In most of the books and blogs I’ve read about writing, the first piece of advice is “put bum in seat”. In other words, to borrow from Nike, “Just do it”. That’s a bit misleading. You not only have to stop procrastinating, you also need to have a creative idea to work with. It’s not uncommon in the writing process to stare at a blank screen or sheet of paper for a long time without any results. Sitting down and getting to it is more helpful than not doing so, but it doesn’t guarantee success.
Running isn’t that complicated. You don’t need to be creative; you just need to do it. Just. Do. It. Then why is that so hard sometimes? Recently my brother – and frequent running partner – sent me a one-line email that said, “You are not nearly as fun or interesting now that you are a non-runner.” I guess he misses me! We’ve spent the last 4 years enjoying frequent and long phone conversations commiserating about our weekly training efforts. Until June. After our last half marathon in Ottawa at the end of May I was ready for a break. That was my story and I stuck to it. The problem was that once I stopped it was so darn easy to just stay stopped. I became an example of what we learn in physics: inertia – a body at rest stays at rest. My summer has been one of inertia.
I’ve had a lot of good excuses:
1. Too humid
2. Too hot
3. Too hot and humid
4. Too rainy
5. It looks like it might rain
6. Too full
7. Too hungry
8. Traveling (although my running gear came with me and had a nice time in my suitcase)
9. Have company (who went out for runs while visiting us)
10. Just don’t feel like it (The real truth)
OK, not such good excuses. The reality is that I probably did need a bit of a break. My long training runs just hadn’t been going well and the excitement of the race environment in May didn’t give me the extra kick I had been missing, even with perfect running weather. The challenge in taking a break is making sure you have an effective return strategy.
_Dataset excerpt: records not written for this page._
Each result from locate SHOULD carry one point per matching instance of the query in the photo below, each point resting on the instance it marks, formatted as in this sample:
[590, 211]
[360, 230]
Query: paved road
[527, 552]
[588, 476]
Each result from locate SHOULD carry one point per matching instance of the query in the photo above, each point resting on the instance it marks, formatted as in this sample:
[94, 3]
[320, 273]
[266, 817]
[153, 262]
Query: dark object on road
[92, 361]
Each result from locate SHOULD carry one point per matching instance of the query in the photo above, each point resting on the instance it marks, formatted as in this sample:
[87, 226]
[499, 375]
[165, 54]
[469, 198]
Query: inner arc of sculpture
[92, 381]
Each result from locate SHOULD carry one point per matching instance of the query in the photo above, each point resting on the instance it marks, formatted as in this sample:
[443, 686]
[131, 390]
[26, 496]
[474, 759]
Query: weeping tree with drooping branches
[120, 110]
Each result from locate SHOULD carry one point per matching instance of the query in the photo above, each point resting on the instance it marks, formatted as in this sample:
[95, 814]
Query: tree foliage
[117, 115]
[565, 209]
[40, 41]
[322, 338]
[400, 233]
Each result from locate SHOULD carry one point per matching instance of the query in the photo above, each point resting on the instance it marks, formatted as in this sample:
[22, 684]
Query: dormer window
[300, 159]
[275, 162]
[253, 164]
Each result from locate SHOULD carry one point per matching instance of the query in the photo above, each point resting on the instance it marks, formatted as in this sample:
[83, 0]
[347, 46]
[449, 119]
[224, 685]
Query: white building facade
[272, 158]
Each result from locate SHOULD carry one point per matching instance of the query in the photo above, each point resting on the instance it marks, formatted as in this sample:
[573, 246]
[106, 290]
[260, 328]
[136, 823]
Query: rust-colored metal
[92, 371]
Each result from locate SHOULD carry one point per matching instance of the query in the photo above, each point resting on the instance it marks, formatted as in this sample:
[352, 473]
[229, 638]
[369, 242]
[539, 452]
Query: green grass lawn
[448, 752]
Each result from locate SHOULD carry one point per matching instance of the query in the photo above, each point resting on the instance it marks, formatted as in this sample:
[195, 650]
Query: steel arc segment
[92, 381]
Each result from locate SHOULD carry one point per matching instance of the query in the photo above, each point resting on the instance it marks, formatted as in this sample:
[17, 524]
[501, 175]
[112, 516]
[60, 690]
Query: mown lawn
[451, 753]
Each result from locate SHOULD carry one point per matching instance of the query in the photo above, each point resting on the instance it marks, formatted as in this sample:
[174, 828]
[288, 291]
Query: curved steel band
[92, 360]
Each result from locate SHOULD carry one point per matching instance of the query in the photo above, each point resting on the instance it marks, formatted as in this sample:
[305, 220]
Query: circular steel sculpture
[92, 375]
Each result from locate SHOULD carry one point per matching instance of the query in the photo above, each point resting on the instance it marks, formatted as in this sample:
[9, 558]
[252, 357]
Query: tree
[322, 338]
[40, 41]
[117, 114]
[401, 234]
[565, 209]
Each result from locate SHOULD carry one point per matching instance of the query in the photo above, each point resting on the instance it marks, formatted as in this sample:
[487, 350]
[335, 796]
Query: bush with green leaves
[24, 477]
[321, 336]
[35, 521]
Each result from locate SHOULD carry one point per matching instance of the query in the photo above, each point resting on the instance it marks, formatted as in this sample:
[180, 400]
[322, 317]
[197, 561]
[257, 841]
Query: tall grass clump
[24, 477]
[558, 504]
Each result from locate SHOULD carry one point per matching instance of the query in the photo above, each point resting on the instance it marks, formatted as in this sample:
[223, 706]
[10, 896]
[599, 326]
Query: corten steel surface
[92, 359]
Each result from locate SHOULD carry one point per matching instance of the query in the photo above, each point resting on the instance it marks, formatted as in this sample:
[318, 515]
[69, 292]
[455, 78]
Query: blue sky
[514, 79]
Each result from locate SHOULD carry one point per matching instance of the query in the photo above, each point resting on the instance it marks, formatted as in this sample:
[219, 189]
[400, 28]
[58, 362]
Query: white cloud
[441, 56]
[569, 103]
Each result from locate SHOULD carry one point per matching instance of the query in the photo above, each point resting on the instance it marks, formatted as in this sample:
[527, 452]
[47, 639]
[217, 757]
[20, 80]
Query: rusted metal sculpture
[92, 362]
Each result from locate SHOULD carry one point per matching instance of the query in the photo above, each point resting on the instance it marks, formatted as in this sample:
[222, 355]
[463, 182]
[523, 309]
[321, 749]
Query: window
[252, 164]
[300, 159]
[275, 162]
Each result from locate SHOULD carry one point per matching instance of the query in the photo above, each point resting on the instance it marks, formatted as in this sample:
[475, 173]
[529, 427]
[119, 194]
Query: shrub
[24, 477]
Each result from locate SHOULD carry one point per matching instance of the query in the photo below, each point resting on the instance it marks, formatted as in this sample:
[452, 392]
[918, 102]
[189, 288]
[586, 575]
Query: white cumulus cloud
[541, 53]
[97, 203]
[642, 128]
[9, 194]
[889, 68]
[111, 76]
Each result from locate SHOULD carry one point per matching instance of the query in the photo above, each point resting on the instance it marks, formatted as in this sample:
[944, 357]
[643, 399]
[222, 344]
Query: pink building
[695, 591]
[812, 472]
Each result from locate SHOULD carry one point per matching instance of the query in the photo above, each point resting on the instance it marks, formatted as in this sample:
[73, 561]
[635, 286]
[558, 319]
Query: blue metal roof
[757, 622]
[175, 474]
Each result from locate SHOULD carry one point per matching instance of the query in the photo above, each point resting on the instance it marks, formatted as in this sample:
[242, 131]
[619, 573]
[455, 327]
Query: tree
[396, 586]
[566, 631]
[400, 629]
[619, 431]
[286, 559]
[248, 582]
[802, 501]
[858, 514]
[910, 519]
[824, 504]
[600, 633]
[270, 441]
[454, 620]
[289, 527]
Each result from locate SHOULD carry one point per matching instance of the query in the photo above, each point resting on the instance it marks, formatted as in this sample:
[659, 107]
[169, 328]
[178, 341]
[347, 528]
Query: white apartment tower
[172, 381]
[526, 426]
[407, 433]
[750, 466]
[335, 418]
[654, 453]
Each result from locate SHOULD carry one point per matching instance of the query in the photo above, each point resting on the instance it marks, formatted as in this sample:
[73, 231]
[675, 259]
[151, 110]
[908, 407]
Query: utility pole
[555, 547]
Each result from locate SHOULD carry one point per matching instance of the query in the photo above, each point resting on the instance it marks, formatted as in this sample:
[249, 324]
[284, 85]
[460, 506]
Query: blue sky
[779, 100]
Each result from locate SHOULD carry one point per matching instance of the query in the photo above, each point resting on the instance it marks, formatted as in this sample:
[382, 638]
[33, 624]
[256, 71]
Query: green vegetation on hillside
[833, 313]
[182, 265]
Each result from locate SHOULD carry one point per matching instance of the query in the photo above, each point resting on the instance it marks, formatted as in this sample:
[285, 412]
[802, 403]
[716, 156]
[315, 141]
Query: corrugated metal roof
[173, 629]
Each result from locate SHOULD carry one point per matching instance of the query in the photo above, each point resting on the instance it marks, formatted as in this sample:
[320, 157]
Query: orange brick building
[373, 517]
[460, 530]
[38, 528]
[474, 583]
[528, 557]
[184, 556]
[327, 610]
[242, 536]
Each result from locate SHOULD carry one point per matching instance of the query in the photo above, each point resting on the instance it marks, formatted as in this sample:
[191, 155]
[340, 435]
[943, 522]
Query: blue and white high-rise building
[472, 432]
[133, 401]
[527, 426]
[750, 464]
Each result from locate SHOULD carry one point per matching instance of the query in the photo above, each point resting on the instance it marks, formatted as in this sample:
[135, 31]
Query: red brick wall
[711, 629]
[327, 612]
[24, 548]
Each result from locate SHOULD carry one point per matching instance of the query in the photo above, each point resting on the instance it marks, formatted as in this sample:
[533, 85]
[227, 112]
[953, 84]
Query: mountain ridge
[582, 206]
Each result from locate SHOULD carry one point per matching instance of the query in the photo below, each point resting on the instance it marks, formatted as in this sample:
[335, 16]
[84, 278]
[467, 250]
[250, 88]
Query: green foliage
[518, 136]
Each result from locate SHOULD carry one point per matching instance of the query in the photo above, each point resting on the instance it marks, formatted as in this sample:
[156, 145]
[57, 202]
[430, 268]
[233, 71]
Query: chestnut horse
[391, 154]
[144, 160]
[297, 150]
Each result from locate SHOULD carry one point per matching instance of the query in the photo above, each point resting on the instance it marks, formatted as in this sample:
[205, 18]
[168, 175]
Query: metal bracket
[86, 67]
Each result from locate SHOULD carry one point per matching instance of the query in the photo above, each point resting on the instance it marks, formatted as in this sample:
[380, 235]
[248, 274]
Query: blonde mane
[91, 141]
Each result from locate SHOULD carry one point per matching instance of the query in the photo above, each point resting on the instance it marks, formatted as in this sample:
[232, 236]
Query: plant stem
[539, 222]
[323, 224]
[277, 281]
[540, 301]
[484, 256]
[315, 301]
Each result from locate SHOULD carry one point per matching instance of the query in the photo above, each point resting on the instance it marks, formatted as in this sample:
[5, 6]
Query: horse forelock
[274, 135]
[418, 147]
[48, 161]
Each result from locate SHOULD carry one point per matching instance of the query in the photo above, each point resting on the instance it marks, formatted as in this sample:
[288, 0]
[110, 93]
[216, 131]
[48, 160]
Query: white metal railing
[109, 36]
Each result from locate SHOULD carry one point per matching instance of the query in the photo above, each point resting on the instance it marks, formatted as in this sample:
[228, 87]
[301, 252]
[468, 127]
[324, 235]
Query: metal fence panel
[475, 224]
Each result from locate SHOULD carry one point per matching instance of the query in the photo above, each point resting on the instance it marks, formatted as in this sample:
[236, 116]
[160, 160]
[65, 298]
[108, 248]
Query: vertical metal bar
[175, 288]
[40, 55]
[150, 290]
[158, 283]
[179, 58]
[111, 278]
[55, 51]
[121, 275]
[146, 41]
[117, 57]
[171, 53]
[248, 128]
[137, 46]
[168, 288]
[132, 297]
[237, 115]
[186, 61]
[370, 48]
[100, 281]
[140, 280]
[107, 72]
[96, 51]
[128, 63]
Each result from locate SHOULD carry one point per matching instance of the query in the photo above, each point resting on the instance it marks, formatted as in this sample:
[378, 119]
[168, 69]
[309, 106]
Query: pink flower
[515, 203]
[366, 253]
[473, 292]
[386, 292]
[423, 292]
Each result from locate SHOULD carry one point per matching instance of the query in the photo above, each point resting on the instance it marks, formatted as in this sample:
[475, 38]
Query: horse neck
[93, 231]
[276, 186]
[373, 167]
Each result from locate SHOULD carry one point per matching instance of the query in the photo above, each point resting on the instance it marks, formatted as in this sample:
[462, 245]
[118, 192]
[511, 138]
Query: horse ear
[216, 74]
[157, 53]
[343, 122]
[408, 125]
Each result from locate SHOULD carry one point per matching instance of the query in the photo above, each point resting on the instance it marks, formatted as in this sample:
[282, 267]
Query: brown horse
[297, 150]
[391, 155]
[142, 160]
My brother is right, we need a target race.
It’s obviously easy to stop, I’ve proven that. But there are so many reasons to keep going:
1. It’s good for your cardio health
2. It’s good for weight control
3. It helps you have more energy for other things (I realize this seems a bit counterintuitive, but it’s true)
4. It teaches you a LOT about paying attention to what your body is trying to tell you (including when to take a break)
5. It gives you entry into the welcoming world of recreational runners, who love sharing their tales of triumphs and tribulations. What a supportive and non-judgmental community.
And now, how to motivate yourself to get up off the sofa and lace up those sneakers:
1. Set yourself a goal (a target race or a target distance, whatever works for you)
2. It should be a reasonable goal; you don’t want to set yourself up for failure.
3. Post your goal somewhere where you can be reminded of it often, like on your fridge door or the wall over your desk.
4. Tell people about your goal so it’s public knowledge and thereby harder for you to get out of it (something about pride!).
5. Find a training program that works well for you and keep it close at hand. Remember that a schedule is meant to be flexible; don’t use missing one planned training run as an excuse to give up.
6. Find a friend (brothers and husbands work well, too) to work towards the same goal.
7. Find some inspiration. Diana Nyad, the 64-year-old woman who just swam from Cuba to Florida without a shark cage is a good option. If she can do that while battling jellyfish stings, surely I can run another half marathon.
It turns out that ebbs and flows in motivation is natural, but so is giving up. With that in mind, I’m ready to turn my ebb into a flow. Phil, are you up for hills? How about the Blue Nose Half Marathon in Halifax next May? Or the Washington, DC Rock ‘n Roll Half in March? Other suggestions for favourite spring half marathons are also welcome.
Then, of course, our names may get drawn for the London Marathon in April. That would bring the motivation on fast, very fast!